Guernica at MOMA
I was ten,
I wanted an egg salad sandwich in the cafeteria, wanted
to see Pablo’s funny goat in the courtyard.
black lines scratched on a world of white exposed
its great thick neck, head turned up to empty air.
Dagger-toothed mouth screamed,
balled buccal muscles strained from lifting
its railed chest and back
to legs that might run to sweet grazing.
I moved from sketch to sketch to painting:
broken buildings and the impossible — above the horse --
naked light bulb — pupil of an eye.
I stood there.
Horse took me, took all I was, expanded to fill the room,
We two became chimera in a world of black and gray,
white spaces shined,
offered peace but no entrance.
I stood there.
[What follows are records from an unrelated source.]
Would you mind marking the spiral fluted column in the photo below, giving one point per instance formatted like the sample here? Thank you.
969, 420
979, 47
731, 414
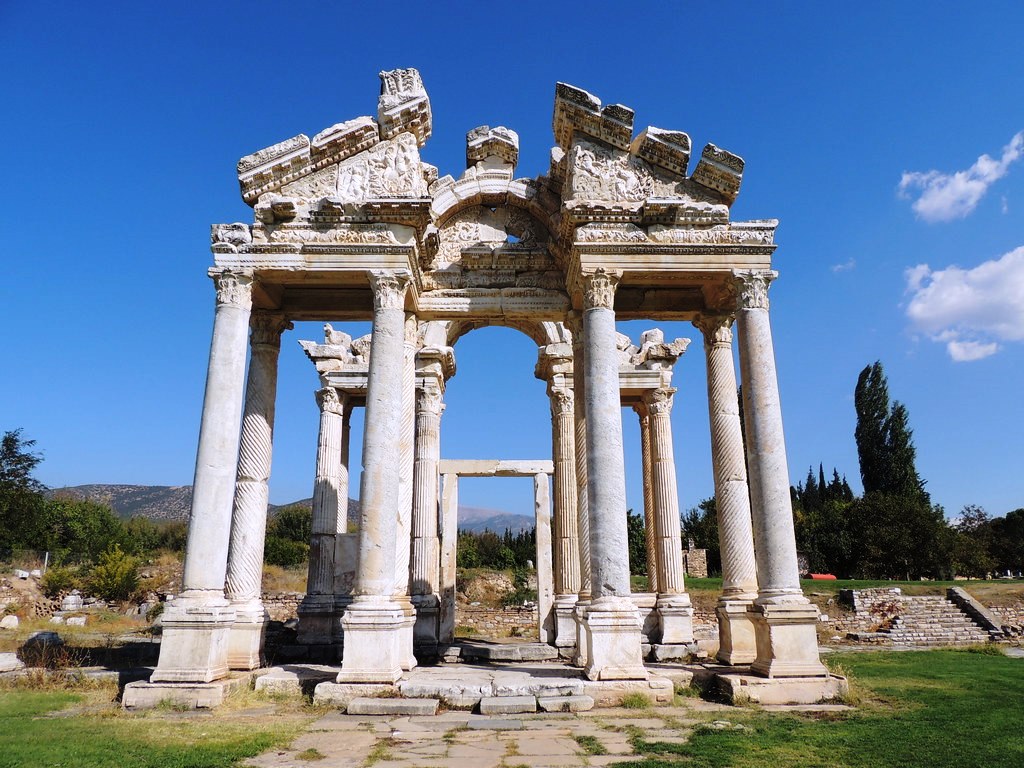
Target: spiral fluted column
739, 583
197, 624
245, 558
784, 620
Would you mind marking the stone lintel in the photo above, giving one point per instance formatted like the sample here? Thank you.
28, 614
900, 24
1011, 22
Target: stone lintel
495, 467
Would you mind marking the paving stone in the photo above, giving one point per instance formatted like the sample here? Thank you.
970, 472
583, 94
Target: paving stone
366, 706
507, 705
565, 704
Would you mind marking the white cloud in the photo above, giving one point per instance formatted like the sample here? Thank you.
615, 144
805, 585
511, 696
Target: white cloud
950, 196
972, 310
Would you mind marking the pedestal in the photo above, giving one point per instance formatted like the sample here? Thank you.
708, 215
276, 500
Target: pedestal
373, 639
194, 644
245, 640
736, 642
786, 640
613, 641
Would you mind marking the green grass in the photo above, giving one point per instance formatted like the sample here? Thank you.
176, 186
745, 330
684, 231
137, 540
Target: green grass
932, 709
36, 732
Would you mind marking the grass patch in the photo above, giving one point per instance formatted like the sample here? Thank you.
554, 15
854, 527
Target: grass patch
591, 744
39, 729
636, 701
932, 709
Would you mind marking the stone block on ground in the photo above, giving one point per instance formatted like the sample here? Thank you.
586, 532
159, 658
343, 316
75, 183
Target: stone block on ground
565, 704
339, 694
507, 705
141, 695
368, 706
740, 688
10, 663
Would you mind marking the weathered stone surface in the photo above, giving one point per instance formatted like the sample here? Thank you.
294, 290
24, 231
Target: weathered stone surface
565, 704
10, 663
507, 705
366, 706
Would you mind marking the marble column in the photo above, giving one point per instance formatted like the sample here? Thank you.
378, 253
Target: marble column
245, 558
784, 621
374, 621
649, 526
330, 511
450, 537
612, 624
545, 577
574, 324
732, 501
407, 461
566, 523
198, 622
426, 544
674, 608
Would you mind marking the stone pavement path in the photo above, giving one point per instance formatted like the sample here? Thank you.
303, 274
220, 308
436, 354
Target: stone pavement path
459, 739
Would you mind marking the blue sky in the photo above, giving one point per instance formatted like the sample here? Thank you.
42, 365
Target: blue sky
863, 127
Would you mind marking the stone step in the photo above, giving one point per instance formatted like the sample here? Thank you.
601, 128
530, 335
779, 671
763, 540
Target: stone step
368, 706
508, 705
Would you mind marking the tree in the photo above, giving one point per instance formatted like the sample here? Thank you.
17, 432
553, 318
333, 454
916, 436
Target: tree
885, 443
20, 495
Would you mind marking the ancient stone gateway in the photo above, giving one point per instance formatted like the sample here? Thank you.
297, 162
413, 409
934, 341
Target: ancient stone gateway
352, 225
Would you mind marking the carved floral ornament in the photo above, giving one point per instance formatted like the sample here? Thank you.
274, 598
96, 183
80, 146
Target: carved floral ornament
599, 289
329, 401
561, 401
717, 329
233, 289
658, 400
389, 289
752, 288
267, 327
I stand here,
this memory stretches like metal heated under pressure,
frozen, ready to fissure.
The horse riding,
still riding me.
Jonathan Stolzenberg is a retired Developmental/Behavioral Pediatrician and Family Psychotherapist living in West Hartford CT. He is a docent at the New Britain Museum of American Art in New Britain CT. He is a graduate of Harvard College and obtained a Master’s in Creative Writing/Poetry from Trinity College, Hartford at age fifty. His work has been published in The Notre Dame Review, The Texas Review, The Louisville Review, Caduceus, The Connecticut Review, and Gulf Stream Magazine. He has rejections from some of the best poetry journals, and is a proud member of The Back Room Poets.